A gradient method exploiting the two dimensional quadratic termination property
Xinrui Li, Yakui Huang

TL;DR
This paper introduces a new gradient method that exploits the two-dimensional quadratic termination property, achieving asymptotic eigenvector alignment and $R$-linear convergence for quadratic optimization.
Contribution
It develops a gradient method with a novel stepsize that guarantees quadratic termination and asymptotic eigenvector alignment, improving convergence efficiency.
Findings
Method converges $R$-linearly with rate $1-1/\kappa$
Numerical experiments demonstrate high efficiency
Stepsize converges to reciprocal of largest eigenvalue
Abstract
The quadratic termination property is important to the efficiency of gradient methods. We consider equipping a family of gradient methods, where the stepsize is given by the ratio of two norms, with two dimensional quadratic termination.

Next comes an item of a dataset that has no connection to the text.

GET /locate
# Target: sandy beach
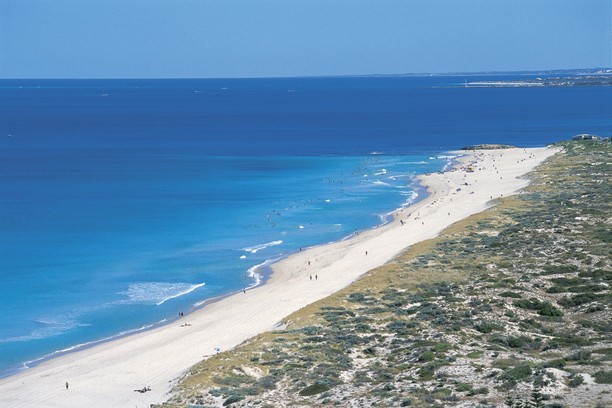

Such a desired property is achieved by cooperating with a new stepsize which is derived by maximizing the stepsize of the considered family in the next iteration. It is proved that each method in the family will asymptotically alternate in a two dimensional subspace spanned by the eigenvectors corresponding to the largest and smallest eigenvalues. Based on this asymptotic behavior, we show that the new stepsize converges to the reciprocal of the largest eigenvalue of the Hessian. Furthermore, by adaptively taking the long Barzilai--Borwein stepsize and reusing the new stepsize with retard, we propose an efficient gradient method for unconstrained…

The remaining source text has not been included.